Today, if you were to look for the Ben Franklin House, Philadelphia would actually be the wrong place to start. The only surviving residence of this Founding Father is actually in London where he stayed for 16 years as a diplomat representing the colonies. The aptly named Ben Franklin House is an old Georgian townhouse only blocks from Trafalgar Square. The home has been converted into a Living History museum replete with original flooring, ceilings and fireplace. When Benjamin Franklin lived there, the landlady's daughter, Polly Hewson, became his "second daughter" and today an actor plays her role in the museum experience. The residences of Benjamin Franklin that have not survived include the home of his birth on Milk Street in Boston, Massachusetts as well as his old brick home in Philadelphia. The site of his home in Philadelphia is now memorialized as Franklin Court which is within the Independence National Historic Park managed by the National Park Service. There you will find a steel structure outlining Franklin's home and an underground museum; however, the museum is closed until 2013 for renovations and installation of new exhibits.

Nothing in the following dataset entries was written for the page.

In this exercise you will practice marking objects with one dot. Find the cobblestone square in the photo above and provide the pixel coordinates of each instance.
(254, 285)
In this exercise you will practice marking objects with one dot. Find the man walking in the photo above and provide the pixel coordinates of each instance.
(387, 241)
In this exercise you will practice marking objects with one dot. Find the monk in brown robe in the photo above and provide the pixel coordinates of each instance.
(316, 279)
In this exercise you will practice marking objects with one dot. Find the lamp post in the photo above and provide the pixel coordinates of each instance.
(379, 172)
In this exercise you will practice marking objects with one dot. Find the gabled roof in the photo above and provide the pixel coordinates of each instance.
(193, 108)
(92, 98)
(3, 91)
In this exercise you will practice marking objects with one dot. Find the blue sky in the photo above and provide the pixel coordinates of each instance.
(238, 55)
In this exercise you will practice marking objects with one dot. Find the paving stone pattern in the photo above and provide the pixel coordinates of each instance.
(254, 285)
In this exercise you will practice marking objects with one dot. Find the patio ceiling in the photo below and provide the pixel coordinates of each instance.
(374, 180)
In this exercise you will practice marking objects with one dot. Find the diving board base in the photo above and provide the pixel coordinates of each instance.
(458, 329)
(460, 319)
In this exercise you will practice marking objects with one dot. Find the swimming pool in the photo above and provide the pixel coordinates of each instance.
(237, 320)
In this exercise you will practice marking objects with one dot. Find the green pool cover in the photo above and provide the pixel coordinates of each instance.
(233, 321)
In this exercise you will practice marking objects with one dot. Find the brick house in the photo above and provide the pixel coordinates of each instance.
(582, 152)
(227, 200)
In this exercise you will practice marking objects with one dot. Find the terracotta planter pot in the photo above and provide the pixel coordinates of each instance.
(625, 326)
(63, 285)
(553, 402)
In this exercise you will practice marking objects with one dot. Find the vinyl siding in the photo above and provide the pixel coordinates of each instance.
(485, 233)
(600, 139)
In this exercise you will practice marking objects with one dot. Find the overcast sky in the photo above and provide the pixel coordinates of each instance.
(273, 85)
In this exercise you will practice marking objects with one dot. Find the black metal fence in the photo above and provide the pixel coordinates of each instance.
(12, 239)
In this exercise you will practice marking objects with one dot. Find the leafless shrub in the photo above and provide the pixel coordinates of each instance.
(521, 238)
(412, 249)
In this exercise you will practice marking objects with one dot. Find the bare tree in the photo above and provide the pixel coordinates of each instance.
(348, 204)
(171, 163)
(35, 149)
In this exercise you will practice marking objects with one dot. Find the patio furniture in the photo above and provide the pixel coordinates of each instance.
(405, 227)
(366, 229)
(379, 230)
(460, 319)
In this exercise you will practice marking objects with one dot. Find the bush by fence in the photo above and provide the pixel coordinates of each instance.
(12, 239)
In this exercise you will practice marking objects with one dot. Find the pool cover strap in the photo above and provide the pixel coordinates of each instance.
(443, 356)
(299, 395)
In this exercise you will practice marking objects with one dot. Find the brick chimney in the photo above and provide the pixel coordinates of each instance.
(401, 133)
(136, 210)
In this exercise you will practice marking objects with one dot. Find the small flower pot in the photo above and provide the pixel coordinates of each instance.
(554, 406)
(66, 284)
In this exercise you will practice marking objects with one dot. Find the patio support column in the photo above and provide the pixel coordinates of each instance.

Although he was born in Boston and spent many years in London and Paris, for Ben Franklin, home was in Philadelphia. This is the city where he spent the most time in his life and left the strongest legacy. He left the city of his birth after a quarrel with his brother for whom he had been working as a printer's apprentice. After a brief attempt at finding work in New York, Franklin followed a lead to Philadelphia and ended up working in the print shop of Samuel Keimer. Although he did make a two-year trip to London after his first year in Philadelphia, this was supposed to be a short journey to purchase printing equipment before he was stranded without the line of credit promised to him by the Governor of Pennsylvania. He returned to Philadelphia on a loan from a wealthy Quaker merchant which he worked off within months. Soon after that, Franklin finally got into business for himself with the mutual ownership of a print shop and the purchase of The Pennsylvania Gazette. Things went much better for Franklin after that and within a decade he was the Grand Master of the local Masonic Lodge and had helped establish the first subscription library in the world as well as one of the first volunteer firefighting brigades in the colonies.
Near Ben Franklin's house in Philadelphia are museums located in his former print shop and the first United States Post Office. Franklin was the first Postmaster-General appointed by the Continental Congress to head the Post Office in 1775. His print shop was the launching pad for not only Gazette but also his famous annual publication of "Poor Richard's Almanack" which was read by thousands of people in America as well as Europe. Franklin also printed publications of his kite-lightning experiment that included instructions for replication and confirmation by other scientists.